Интерьер. Работницы сидят за сколоченным из досок столом, нарезают хлеб, расставляют снедь – готовятся к обеду. Со скрипом открываются ворота, входит Букашкин.

– Ой! – работница с золотыми зубами испугана. – Вы кто такой есть?

– Хозяин ваш, бабоньки, – несколько игриво отвечает Егор.

– У нас хозяин не такой, – спорит золотозубая.

– То экспедитор к вам ездил, а я первый раз.

– Деньги привезли? – мрачно бросает женщина в платке.

– И деньги, и паспорта.

– Увольняете?

– Лавочка закрывается.

– А что же нам теперь?

– По домам, полагаю.

Егор вынимает два конверта с деньгами и паспорта. Женщины совсем не рады, даже зарплате не рады. Золотозубая плачет, её «товарка» мрачнее тучи.

– Собирайтесь. Чтоб через полчаса духу вашего не было.

Женщины торопливо прячут деньги и документы. Как только всё это надежно исчезает в глубине одежды, женщина в платке оскаливается, обнажая зубы – что-то хищное, неукротимое в ней проступает:

– Подлюка гнойная, – шипит она, – у нас дети, думаешь, я вкалывала, чтобы ты богател? – достаёт из-за пазуха конверт с деньгами, торопливо пересчитывает тощую пачку. Гони ещё пять тысяч! Иначе в ментовку сообщу, чем ты тут занимаешься.

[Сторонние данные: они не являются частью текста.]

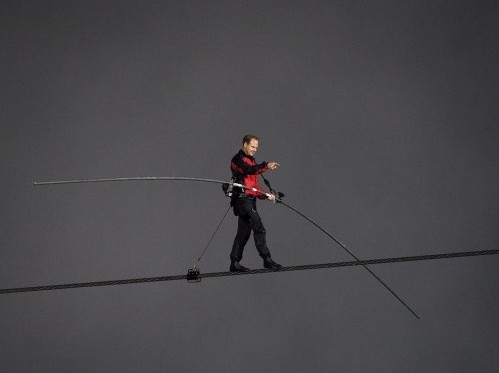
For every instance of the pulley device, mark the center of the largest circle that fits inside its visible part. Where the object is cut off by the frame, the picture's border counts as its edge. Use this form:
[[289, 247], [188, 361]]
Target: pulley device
[[193, 275]]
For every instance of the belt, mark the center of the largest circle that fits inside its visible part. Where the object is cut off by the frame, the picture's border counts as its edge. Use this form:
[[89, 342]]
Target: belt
[[247, 196]]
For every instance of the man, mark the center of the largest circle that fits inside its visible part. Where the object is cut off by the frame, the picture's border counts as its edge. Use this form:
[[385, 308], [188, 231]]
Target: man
[[245, 171]]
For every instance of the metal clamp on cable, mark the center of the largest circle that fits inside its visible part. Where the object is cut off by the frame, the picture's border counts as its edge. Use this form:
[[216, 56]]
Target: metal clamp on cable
[[193, 275]]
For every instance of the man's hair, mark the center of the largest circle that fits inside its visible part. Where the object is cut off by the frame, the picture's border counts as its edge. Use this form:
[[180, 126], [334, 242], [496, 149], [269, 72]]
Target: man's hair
[[247, 138]]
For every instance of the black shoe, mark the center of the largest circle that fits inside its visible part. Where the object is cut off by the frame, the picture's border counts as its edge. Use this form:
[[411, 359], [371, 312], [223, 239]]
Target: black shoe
[[270, 264], [236, 267]]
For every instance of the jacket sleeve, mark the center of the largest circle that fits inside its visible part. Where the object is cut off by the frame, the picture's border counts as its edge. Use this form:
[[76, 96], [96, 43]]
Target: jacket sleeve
[[243, 167]]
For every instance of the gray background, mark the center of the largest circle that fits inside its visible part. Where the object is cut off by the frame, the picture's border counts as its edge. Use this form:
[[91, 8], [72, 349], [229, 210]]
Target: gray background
[[383, 115]]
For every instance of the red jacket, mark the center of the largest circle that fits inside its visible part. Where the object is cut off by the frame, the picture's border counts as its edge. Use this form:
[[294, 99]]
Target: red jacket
[[245, 171]]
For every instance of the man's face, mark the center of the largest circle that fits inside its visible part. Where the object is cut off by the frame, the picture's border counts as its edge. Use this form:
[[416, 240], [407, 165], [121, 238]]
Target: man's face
[[250, 148]]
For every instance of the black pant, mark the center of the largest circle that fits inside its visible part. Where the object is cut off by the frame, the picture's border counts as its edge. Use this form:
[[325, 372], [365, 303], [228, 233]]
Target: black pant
[[249, 219]]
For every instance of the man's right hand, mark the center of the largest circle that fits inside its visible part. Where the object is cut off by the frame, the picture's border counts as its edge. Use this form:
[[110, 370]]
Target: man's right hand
[[273, 165]]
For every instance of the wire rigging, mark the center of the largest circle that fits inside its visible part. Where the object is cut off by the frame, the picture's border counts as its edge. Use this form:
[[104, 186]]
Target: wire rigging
[[384, 284], [253, 272]]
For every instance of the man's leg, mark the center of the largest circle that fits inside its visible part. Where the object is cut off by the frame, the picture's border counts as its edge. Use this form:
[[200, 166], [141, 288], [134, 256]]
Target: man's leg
[[243, 233], [260, 235]]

– Давай. И не забудьте рассказать, как в Москву попали и сколько без регистрации жили.

– Убью, – шипит сквозь стиснутые зубы та, что в платке, бросается к Егору.

Прямо ей в лицо – дуло пистолета. Женщина приседает. Егор направляет дуло женщине в висок. Золотозубая охает, хватает подругу за плечи, оттаскивает её, причитая:

 

– Миленький, хорошенький, не надо. Мы сейчас, сейчас.

– То-то мне, – Егор ухмыляется, – вон отсюда!

Женщины бросаются в свой закуток, сгребают с нар, на которых обычно спали, свой жалкий скарб. Егор спокойно наблюдает эту суету.

Чёрная слякоть на дороге. Оскальзываясь, спешат по ней женщины. Егор стоит, расставив ноги, мрачно глядит им вслед, помахивая пистолетом. В какой-то момент кажется, что он выстрелит женщинам вслед. Но – нет, прячет оружие в карман.

69. Интерьер.

Кафе. Через окно бульвар, машины, еле ползущие мимо, привычная в этот час автомобильная пробка. За столиком журналистка Марина и Егор Букашкин. Марина, как и в то первое посещение этого кафе, ест быстро и жадно. Егор смотрит на неё, с лёгким презрением кривя рот.

– Как быстро вы сумеете протолкнуть материалы в печать? – спрашивает Егор.

– Неделя, максимум 10 дней, – отвечает Марина с набитым ртом.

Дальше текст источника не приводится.